The model has been extensively tested on MS-COCO and has shown that with just 8 denoising steps, it achieves better FID and CLIP scores than Stable Diffusion v1.5 with 50 steps.
This development democratizes content creation by bringing powerful text-to-image diffusion models to the hands of users.
In essence, SnapFusion is a significant leap forward in the field of content creation, enabling users to generate photorealistic content using text prompts on their mobile devices quickly and efficiently.
OK… But What Does That ACTUALLY Mean?
Here’s a more simplified overview of what SnapFusion is and its benefits, compared to more traditional test-to-image diffusion models.
Imagine being able to describe a scene with your words and then having a tool that can create that scene as an image. That’s what SnapFusion does. But what makes it special is that it can do this very quickly and on your mobile phone, something that was previously only possible with powerful computers.
This is obviously a big step forwards, both for SnapChat and the concept of text-to-image diffusion. SnapChat has hundreds of millions of users and its reach and usage will do wonders for popularising this type of AU technology.
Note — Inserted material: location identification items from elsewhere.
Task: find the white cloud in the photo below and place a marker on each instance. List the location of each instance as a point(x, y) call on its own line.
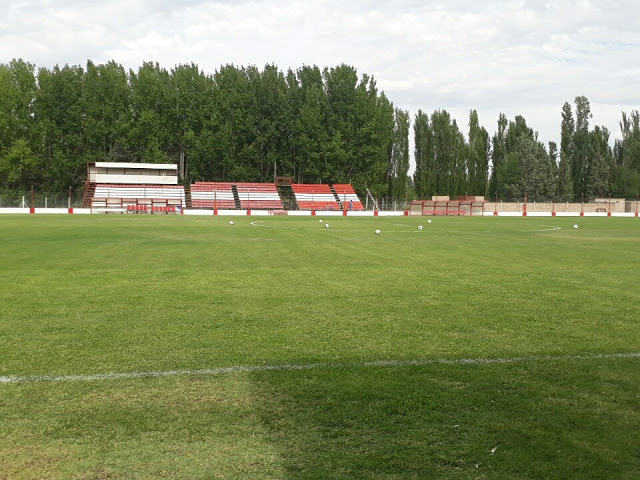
point(518, 57)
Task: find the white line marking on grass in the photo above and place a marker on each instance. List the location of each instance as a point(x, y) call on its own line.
point(313, 366)
point(550, 229)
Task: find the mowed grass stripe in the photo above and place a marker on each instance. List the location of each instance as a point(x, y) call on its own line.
point(95, 294)
point(313, 366)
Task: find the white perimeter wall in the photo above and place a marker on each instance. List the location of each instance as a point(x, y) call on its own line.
point(331, 213)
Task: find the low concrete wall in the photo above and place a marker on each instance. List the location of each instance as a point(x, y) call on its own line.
point(615, 206)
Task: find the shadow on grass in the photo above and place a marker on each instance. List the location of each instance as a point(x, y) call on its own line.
point(542, 420)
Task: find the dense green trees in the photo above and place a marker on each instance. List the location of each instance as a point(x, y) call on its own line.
point(240, 123)
point(317, 125)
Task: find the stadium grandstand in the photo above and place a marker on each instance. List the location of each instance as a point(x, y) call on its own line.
point(146, 187)
point(258, 196)
point(216, 195)
point(347, 196)
point(115, 186)
point(311, 196)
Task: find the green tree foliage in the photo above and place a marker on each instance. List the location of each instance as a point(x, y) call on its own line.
point(478, 156)
point(240, 123)
point(523, 169)
point(625, 174)
point(399, 166)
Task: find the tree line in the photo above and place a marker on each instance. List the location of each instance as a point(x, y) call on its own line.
point(316, 125)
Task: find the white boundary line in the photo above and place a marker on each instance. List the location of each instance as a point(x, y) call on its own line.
point(313, 366)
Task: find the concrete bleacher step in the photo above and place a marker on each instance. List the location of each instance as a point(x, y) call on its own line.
point(236, 197)
point(287, 197)
point(335, 194)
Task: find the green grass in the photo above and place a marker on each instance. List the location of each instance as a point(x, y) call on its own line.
point(98, 294)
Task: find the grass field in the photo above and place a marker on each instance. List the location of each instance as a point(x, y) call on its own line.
point(354, 347)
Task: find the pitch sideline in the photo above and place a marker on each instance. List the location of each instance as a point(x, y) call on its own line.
point(312, 366)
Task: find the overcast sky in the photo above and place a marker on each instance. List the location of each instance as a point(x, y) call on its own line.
point(521, 57)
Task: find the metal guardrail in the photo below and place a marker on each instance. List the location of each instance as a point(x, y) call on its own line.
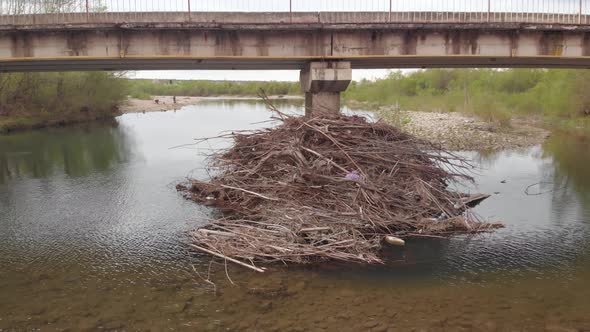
point(28, 12)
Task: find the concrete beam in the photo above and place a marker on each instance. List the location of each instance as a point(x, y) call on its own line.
point(322, 83)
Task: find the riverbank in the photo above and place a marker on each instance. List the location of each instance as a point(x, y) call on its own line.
point(166, 103)
point(456, 131)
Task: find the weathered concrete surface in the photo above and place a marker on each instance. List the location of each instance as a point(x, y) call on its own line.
point(180, 44)
point(322, 83)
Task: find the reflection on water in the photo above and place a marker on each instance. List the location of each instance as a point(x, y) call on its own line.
point(61, 151)
point(92, 237)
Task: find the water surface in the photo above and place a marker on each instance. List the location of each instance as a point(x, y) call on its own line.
point(93, 237)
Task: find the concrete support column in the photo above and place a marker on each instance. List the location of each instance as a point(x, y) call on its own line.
point(322, 83)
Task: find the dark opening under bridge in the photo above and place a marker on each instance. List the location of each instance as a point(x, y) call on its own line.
point(324, 38)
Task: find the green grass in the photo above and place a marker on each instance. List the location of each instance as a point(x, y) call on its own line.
point(559, 96)
point(33, 100)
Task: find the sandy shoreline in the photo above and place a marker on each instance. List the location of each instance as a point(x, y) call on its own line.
point(453, 131)
point(166, 103)
point(456, 131)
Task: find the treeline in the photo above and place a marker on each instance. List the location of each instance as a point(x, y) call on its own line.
point(29, 100)
point(144, 89)
point(495, 95)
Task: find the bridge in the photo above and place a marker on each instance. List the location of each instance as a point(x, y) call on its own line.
point(323, 38)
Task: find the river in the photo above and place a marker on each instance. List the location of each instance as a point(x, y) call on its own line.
point(93, 237)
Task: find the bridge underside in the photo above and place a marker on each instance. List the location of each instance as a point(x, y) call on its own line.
point(84, 63)
point(288, 46)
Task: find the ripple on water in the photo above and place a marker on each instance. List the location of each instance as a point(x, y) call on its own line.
point(91, 237)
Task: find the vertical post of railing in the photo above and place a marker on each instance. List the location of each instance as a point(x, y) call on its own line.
point(189, 10)
point(389, 18)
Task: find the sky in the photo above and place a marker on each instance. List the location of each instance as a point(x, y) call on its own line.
point(245, 75)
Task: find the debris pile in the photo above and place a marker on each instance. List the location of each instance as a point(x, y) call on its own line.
point(328, 188)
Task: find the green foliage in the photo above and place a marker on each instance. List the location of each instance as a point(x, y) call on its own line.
point(39, 99)
point(493, 95)
point(210, 88)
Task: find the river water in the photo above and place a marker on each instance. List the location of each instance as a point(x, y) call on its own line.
point(93, 237)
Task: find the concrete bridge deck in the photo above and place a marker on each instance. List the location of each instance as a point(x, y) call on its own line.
point(285, 41)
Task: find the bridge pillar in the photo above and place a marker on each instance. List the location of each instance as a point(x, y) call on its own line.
point(322, 83)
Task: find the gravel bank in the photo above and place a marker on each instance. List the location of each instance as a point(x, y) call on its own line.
point(456, 131)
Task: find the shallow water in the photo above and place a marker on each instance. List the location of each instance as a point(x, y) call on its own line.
point(92, 237)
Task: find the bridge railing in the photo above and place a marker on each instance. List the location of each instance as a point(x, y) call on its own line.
point(39, 12)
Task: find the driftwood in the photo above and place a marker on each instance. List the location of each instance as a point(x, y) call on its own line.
point(328, 188)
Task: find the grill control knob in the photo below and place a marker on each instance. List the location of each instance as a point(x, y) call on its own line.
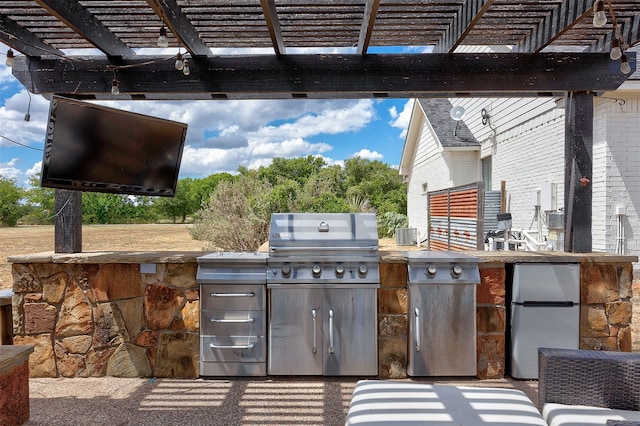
point(316, 271)
point(362, 270)
point(286, 271)
point(456, 271)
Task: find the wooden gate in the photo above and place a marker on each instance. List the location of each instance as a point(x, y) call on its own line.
point(456, 218)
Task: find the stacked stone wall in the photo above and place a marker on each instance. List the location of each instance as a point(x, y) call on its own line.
point(96, 319)
point(606, 306)
point(91, 320)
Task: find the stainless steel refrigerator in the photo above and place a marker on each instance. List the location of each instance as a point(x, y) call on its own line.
point(545, 312)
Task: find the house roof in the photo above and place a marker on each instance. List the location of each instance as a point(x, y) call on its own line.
point(77, 48)
point(450, 133)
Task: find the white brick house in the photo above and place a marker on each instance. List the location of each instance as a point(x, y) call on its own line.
point(520, 141)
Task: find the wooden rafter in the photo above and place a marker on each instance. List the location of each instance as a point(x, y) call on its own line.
point(329, 76)
point(78, 18)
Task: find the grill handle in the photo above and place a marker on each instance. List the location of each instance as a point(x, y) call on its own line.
point(331, 349)
point(250, 294)
point(228, 321)
point(324, 248)
point(314, 314)
point(214, 346)
point(417, 329)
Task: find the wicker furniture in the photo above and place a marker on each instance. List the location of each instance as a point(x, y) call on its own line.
point(589, 387)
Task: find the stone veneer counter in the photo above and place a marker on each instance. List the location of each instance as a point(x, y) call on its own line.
point(136, 314)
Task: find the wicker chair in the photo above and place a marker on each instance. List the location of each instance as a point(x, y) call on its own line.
point(592, 378)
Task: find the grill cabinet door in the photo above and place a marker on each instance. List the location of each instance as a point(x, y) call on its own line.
point(442, 331)
point(295, 335)
point(350, 332)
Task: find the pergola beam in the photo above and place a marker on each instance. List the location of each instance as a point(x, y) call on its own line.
point(327, 76)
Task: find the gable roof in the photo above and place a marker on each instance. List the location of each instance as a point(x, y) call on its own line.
point(450, 133)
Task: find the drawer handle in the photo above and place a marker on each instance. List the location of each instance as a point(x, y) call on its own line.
point(227, 321)
point(214, 346)
point(250, 294)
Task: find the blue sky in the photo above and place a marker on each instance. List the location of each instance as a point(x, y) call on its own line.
point(224, 135)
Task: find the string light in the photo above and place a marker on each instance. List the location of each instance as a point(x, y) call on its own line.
point(616, 52)
point(10, 56)
point(624, 64)
point(599, 17)
point(162, 38)
point(115, 87)
point(179, 62)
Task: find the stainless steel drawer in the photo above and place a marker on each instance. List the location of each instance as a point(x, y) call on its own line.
point(233, 297)
point(233, 323)
point(232, 348)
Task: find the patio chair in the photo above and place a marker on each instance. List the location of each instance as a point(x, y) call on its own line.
point(584, 387)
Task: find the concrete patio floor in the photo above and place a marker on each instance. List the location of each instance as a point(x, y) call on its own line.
point(250, 401)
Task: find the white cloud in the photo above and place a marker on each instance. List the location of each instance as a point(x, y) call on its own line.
point(9, 170)
point(368, 155)
point(401, 119)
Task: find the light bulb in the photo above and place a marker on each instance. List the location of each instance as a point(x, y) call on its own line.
point(616, 52)
point(162, 38)
point(179, 64)
point(599, 17)
point(10, 55)
point(115, 87)
point(624, 64)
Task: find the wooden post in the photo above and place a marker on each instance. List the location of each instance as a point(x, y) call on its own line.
point(68, 223)
point(578, 172)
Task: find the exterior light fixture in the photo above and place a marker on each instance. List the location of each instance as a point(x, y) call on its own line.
point(624, 64)
point(616, 52)
point(599, 17)
point(115, 87)
point(162, 38)
point(179, 62)
point(10, 56)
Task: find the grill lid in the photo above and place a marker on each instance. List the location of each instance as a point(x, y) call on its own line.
point(291, 233)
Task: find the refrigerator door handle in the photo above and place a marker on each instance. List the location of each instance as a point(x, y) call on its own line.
point(545, 304)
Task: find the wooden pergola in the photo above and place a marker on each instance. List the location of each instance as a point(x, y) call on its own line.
point(267, 49)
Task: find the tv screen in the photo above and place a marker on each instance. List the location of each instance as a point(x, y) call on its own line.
point(90, 147)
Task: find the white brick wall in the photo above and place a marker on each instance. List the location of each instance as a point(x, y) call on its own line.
point(527, 150)
point(616, 172)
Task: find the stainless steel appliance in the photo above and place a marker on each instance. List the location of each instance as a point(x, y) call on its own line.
point(233, 314)
point(545, 312)
point(442, 313)
point(322, 279)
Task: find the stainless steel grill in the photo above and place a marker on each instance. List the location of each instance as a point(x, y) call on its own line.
point(322, 278)
point(442, 313)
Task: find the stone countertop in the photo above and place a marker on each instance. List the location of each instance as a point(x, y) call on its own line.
point(386, 256)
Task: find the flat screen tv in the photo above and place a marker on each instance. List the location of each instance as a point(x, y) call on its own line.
point(90, 147)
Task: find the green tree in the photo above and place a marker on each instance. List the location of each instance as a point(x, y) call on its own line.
point(297, 169)
point(10, 208)
point(184, 203)
point(236, 216)
point(376, 182)
point(103, 208)
point(41, 202)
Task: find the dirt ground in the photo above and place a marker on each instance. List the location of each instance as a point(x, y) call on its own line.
point(37, 239)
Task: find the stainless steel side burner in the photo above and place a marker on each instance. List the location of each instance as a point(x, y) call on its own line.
point(323, 272)
point(442, 313)
point(233, 298)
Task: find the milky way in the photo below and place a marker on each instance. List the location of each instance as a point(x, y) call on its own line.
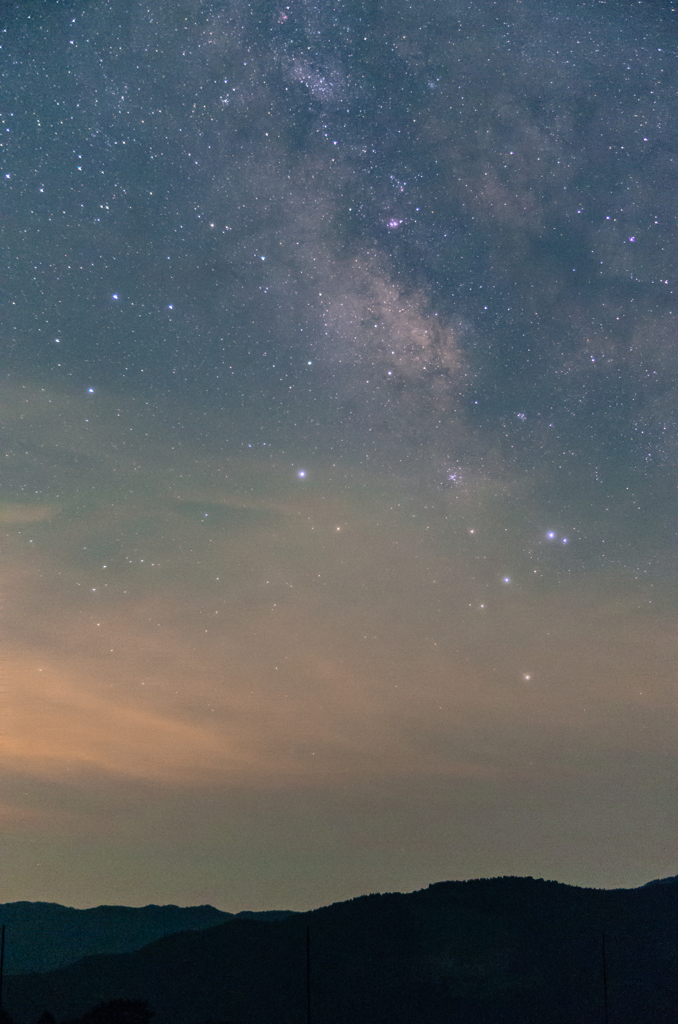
point(340, 446)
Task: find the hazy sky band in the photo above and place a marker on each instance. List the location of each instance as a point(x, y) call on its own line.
point(339, 449)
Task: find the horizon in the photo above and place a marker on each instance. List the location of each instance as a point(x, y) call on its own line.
point(338, 510)
point(431, 885)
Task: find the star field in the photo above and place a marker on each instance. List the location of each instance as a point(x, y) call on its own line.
point(340, 446)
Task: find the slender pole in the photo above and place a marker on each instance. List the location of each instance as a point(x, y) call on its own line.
point(604, 980)
point(307, 975)
point(2, 963)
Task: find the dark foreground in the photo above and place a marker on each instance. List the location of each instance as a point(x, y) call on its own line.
point(491, 951)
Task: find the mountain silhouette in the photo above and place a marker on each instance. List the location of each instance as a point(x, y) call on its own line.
point(508, 950)
point(47, 936)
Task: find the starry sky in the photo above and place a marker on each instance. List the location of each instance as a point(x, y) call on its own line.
point(339, 445)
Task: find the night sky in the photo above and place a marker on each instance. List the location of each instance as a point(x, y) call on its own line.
point(339, 351)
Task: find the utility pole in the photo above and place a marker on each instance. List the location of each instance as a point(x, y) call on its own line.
point(604, 981)
point(307, 974)
point(2, 963)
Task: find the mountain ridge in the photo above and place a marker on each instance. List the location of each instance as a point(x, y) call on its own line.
point(509, 950)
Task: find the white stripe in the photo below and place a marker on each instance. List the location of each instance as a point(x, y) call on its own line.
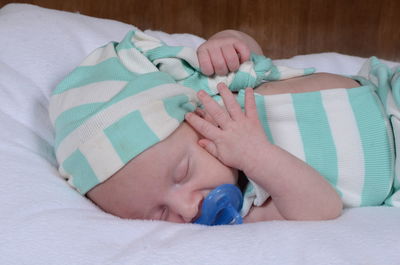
point(135, 61)
point(288, 72)
point(173, 67)
point(145, 42)
point(282, 122)
point(108, 116)
point(214, 81)
point(101, 155)
point(100, 55)
point(156, 117)
point(91, 93)
point(348, 144)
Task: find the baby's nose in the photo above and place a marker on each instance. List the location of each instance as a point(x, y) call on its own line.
point(188, 206)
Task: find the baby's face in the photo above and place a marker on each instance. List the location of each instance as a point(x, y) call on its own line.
point(166, 182)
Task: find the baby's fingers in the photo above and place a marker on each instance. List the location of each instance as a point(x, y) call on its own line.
point(202, 126)
point(205, 61)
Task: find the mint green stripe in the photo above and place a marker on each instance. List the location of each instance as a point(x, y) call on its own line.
point(319, 147)
point(242, 80)
point(130, 136)
point(261, 100)
point(71, 119)
point(177, 106)
point(111, 69)
point(84, 177)
point(371, 123)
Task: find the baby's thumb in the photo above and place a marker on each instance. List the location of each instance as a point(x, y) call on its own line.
point(209, 146)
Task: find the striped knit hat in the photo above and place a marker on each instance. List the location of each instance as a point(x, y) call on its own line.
point(127, 96)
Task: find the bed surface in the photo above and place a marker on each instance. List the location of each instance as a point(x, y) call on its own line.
point(284, 28)
point(43, 221)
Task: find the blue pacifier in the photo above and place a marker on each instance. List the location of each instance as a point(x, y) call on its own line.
point(222, 206)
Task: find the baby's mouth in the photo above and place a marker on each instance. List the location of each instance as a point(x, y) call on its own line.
point(198, 211)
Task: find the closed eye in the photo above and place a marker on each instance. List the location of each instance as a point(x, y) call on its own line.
point(164, 213)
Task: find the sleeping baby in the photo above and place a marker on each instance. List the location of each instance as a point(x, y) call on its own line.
point(146, 131)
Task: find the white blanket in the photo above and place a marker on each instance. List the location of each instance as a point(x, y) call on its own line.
point(44, 221)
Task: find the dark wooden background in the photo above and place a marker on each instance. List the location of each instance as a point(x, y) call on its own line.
point(283, 28)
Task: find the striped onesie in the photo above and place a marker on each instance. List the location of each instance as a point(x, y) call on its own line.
point(127, 96)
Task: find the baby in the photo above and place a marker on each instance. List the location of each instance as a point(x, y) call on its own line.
point(168, 180)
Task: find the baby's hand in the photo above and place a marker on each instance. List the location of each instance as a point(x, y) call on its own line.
point(222, 55)
point(235, 137)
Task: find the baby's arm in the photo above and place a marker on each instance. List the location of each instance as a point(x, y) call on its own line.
point(225, 51)
point(298, 191)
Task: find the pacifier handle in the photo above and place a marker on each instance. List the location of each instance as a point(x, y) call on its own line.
point(222, 206)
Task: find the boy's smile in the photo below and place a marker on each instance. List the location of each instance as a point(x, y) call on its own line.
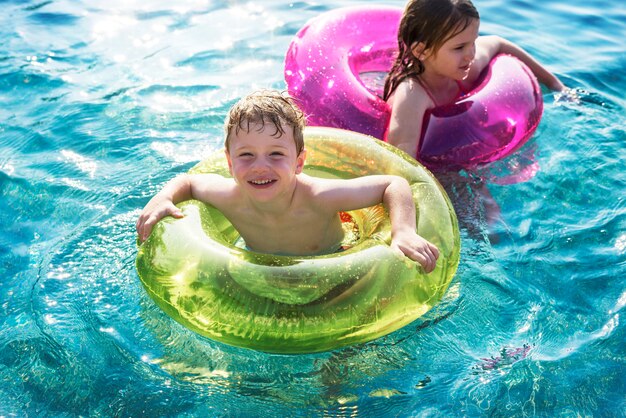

And because SnapFusion was designed to be used by normal people, people like you and me, it is designed to be as simple to use as possible, despite all the engineering voodoo that went into making it possible.
Make no mistake, this development will have sent shockwaves through Silicon Valley. You don’t just turn up and blow up an existing model. This doesn’t happen. But this is exactly what Snap Inc has just done with SnapFusion.
- User-Friendly: SnapFusion is designed to work on mobile devices, making it accessible to anyone with a smartphone. You don’t need a high-end computer to use it.
- Fast: It can create images from text descriptions in less than two seconds. This speed makes it practical for everyday use.
- Privacy-Friendly: Since it works on your device, your data doesn’t need to be sent to a third party. This means your descriptions and the images they create stay private.
- Efficient: SnapFusion uses an efficient network design, which means it doesn’t use as much of your phone’s resources as other similar tools might.
- Democratizes Content Creation: By making this technology accessible and easy to use, SnapFusion allows anyone to create unique images from text descriptions, opening up new possibilities for content creation.